General information
- Location: New Clark City Capas, Tarlac Philippines
- Owner: Philippine National Railways
- Operator: Philippine National Railways
- Line: North Commuter
- Tracks: 2

Construction
- Parking: No
- Cycle facilities: No
- Accessible: Yes

Other information
- Status: Proposed

Services
| Preceding station | PNR |  |  | Following station |
| Terminus |  | NSCR Commuter NCC–Tutuban |  | Clark towards Tutuban |
|  | Commuter Express NCC–Tutuban |  |

= New Clark City station =

Proposed train station in Capas, Philippines

New Clark City station is a proposed railway station located on the North–South Commuter Railway in New Clark City, Capas, Tarlac, Philippines.

== History ==
A rail link from Clark International Airport to the capital was originally planned in the 1990s. The first proposal, called the "Manila–Clark rapid railway system", was discontinued due to disagreement on funding. In the early 2000s, the NorthRail project was pursued. This involved the conversion of the rail gauge from narrow gauge to standard gauge, and linking Manila to Malolos, Bulacan and eventually to Clark and the airport.
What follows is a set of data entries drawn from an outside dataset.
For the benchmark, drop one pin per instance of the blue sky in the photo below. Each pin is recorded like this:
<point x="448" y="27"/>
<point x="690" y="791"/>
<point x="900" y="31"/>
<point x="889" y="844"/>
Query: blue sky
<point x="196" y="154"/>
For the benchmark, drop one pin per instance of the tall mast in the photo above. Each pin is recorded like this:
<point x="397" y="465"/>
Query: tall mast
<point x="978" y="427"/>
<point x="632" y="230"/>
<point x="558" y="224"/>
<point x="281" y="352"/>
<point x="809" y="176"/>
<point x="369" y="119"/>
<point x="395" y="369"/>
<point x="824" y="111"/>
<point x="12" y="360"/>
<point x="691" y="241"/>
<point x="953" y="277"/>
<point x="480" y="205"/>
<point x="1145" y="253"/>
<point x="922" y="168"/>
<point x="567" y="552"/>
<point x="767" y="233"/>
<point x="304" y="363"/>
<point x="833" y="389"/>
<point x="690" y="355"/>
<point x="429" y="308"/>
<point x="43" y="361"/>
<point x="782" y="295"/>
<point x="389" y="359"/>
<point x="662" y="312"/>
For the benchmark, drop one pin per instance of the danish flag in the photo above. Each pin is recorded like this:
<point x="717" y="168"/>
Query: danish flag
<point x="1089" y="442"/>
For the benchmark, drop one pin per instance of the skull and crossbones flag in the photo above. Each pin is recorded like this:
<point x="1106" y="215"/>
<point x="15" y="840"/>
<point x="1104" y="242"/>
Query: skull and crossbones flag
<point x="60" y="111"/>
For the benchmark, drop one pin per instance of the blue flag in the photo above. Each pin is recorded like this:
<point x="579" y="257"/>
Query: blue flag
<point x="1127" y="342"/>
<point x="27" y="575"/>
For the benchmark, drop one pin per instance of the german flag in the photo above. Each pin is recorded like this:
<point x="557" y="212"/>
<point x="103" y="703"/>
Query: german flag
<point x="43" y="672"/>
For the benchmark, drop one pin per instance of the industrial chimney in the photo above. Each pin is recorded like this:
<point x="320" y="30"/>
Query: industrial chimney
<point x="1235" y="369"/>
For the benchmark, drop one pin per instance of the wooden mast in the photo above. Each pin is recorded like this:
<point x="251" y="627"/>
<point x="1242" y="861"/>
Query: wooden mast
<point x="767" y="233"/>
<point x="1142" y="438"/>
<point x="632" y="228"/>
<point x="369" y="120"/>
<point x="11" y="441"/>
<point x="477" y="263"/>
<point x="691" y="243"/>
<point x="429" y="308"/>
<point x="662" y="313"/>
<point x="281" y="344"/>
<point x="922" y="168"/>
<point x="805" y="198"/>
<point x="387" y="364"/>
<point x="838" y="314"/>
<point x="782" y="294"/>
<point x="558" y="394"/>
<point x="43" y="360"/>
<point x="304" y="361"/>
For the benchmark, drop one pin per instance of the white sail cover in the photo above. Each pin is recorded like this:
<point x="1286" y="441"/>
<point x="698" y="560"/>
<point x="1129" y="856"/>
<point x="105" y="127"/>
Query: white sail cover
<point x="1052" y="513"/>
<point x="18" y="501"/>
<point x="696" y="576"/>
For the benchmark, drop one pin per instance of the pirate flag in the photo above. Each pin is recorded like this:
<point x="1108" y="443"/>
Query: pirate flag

While the project commenced in 2007, it was repeatedly halted due to allegations of overpricing, then discontinued in 2011. The project was revived as the North–South Commuter Railway.

==Design==
The station will be constructed as part of the second phase of the North–South Commuter Railway. Without a railway wye to link the station with Clark International Airport, there are no direct segments linking the two stations.